Publikationen 12. Juli 2024

Einleitung

Am 9. Juni 2024 stand das Bundesgesetz vom 29. September 2023 über eine sichere Stromversorgung mit erneuerbaren Energien (Änderung des Energiegesetzes und des Stromversorgungsgesetzes, bekannt auch als "Mantelerlass") zur Abstimmung. Das schweizerische Stimmvolk hat sich an der Urne mit 68.72 % Ja-Stimmen zur Annahme des Mantelerlasses entschieden.

Aktuelle Lage

Die sichere und zuverlässige Energieversorgung der Schweiz ist ein Thema, welches die Gesellschaft und Politik seit Längerem beschäftigt. Die Energieversorgung in der Schweiz wir nur mithilfe von Importen von Energieträgern gewährleistet, was unter anderem infolge geopolitischer Spannungen, geänderten Rahmenbedingungen in Nachbarstaaten und einem erhöhten Eigenverbrauch von Drittstaatenerschwert ist.

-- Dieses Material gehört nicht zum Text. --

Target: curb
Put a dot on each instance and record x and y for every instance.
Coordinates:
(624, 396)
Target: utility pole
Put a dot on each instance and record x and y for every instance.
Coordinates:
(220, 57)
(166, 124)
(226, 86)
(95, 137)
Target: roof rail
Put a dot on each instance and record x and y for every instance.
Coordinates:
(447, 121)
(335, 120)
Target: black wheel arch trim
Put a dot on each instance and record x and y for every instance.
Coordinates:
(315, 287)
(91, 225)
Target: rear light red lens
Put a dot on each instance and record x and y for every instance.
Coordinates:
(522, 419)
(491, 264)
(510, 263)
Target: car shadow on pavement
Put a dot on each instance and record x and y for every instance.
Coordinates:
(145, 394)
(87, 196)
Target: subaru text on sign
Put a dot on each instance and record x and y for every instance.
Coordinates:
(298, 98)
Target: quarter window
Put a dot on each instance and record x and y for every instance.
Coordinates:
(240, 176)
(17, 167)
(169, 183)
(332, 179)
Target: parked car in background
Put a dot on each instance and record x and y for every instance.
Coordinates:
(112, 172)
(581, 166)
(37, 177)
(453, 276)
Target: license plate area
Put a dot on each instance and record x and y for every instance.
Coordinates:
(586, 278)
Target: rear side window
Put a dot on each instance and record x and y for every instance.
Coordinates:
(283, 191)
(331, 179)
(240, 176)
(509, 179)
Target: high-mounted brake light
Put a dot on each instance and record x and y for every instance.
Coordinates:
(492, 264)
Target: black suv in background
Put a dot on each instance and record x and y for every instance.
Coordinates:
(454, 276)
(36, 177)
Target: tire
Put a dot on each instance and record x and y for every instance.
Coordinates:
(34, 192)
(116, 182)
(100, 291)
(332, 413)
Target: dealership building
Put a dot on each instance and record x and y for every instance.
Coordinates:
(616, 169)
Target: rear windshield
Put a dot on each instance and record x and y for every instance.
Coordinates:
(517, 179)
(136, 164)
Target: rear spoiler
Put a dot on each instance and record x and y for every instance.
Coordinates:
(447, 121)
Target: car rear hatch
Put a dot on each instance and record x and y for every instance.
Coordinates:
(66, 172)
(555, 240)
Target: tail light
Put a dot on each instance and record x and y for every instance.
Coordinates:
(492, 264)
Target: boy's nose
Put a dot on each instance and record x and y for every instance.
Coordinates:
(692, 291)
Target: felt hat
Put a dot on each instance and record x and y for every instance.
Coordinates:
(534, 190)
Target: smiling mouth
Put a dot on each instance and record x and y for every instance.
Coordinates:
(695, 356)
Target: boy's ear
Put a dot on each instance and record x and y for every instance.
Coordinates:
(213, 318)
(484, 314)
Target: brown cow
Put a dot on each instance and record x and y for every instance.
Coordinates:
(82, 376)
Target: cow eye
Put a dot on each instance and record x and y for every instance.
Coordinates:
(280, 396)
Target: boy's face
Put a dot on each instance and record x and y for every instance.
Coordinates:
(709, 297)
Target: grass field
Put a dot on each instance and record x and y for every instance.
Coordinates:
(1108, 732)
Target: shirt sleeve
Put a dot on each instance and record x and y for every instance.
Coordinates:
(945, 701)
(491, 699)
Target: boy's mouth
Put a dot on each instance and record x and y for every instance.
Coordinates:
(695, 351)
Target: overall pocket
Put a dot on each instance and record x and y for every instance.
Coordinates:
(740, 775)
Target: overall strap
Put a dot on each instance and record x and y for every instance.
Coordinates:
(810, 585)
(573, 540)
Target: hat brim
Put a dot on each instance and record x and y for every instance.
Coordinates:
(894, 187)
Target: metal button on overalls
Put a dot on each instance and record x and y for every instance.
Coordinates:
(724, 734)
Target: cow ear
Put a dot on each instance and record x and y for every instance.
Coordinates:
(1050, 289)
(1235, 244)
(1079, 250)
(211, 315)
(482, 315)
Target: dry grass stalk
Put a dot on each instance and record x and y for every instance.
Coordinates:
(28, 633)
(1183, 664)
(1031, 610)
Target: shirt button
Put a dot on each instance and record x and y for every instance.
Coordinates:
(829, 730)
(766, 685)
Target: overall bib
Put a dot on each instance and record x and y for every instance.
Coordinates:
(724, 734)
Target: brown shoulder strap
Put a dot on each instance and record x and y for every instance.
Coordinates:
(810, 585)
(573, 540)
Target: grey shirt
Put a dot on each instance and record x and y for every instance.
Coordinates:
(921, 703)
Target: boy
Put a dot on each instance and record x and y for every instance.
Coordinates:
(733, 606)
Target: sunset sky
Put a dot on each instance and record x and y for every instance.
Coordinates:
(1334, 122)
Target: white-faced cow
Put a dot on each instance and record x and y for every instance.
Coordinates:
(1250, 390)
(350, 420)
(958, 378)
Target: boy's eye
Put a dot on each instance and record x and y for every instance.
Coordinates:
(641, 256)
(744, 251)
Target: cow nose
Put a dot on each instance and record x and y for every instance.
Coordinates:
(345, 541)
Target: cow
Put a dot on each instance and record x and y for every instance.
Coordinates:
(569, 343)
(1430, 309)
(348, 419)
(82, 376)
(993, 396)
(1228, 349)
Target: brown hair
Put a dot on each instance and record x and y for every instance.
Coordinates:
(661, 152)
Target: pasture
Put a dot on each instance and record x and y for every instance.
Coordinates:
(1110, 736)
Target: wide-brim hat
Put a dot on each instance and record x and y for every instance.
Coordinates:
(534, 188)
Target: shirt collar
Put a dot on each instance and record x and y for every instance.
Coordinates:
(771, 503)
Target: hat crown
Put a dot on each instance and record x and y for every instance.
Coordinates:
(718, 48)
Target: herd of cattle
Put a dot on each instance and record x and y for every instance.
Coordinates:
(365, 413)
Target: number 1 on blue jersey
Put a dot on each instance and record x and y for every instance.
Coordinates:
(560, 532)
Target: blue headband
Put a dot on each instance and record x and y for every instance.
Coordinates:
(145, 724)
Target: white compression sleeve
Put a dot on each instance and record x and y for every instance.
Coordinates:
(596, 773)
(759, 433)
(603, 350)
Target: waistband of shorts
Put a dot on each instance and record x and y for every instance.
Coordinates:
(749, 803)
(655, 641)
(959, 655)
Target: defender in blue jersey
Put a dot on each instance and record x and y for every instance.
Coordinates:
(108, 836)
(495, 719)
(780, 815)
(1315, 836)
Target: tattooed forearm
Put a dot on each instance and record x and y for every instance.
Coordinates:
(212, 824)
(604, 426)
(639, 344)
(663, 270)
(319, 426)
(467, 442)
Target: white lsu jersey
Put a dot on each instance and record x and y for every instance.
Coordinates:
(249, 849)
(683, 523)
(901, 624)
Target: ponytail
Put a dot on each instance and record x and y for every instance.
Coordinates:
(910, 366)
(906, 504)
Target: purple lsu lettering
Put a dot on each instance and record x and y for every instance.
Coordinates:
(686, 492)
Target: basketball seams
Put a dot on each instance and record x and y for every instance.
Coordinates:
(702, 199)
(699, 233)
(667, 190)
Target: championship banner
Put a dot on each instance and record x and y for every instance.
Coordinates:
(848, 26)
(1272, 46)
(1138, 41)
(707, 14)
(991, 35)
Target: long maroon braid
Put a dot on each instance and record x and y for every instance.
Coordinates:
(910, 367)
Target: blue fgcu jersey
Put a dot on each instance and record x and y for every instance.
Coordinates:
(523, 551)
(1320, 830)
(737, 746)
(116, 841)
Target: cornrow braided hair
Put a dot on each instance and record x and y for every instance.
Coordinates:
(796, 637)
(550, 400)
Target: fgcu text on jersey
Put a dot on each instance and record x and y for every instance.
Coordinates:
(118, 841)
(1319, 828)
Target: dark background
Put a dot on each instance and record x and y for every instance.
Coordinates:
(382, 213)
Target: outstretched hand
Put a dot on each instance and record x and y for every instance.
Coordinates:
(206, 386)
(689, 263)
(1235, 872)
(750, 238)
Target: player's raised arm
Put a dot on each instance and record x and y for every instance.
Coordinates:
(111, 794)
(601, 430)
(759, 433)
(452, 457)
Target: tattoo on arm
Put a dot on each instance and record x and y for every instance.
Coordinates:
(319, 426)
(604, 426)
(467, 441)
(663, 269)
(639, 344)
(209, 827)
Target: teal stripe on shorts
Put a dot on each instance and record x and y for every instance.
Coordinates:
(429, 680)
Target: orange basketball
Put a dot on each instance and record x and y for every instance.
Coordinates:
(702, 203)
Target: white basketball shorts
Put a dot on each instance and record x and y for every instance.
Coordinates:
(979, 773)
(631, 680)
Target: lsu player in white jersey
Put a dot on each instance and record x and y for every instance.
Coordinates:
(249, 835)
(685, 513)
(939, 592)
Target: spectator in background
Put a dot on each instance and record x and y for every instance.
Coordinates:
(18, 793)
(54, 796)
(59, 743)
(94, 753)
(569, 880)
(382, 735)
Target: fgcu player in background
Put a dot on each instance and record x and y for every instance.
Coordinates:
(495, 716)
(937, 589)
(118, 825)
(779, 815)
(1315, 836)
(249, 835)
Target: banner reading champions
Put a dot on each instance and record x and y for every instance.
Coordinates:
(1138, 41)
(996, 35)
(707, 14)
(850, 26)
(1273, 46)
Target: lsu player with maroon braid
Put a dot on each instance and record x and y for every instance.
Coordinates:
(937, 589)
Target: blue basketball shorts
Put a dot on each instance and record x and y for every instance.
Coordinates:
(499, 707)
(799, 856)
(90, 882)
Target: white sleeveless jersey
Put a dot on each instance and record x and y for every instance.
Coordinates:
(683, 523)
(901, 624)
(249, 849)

Laut der Schweizerischen Energiestiftung SES konnte der Energiebedarf der Schweiz im Jahr 2024 bis zum 17. April durch Produktion aus Wind-, Wasser- und Sonnenenergie gedeckt werden. Ab dem sogenannten "Energie-Unabhängigkeitstag" war die Schweiz auf den Import von Energieressourcen wie Uran, Gas oder Öl angewiesen. Kostenpunkt dafür waren in den letzten Jahren durchschnittlich 7 Milliarden Franken, die die Schweiz ins Ausland überwies. Insbesondere in den Wintermonaten zeichnet sich jeweils die Abhängigkeit von den Importen aus dem Ausland besonders ab.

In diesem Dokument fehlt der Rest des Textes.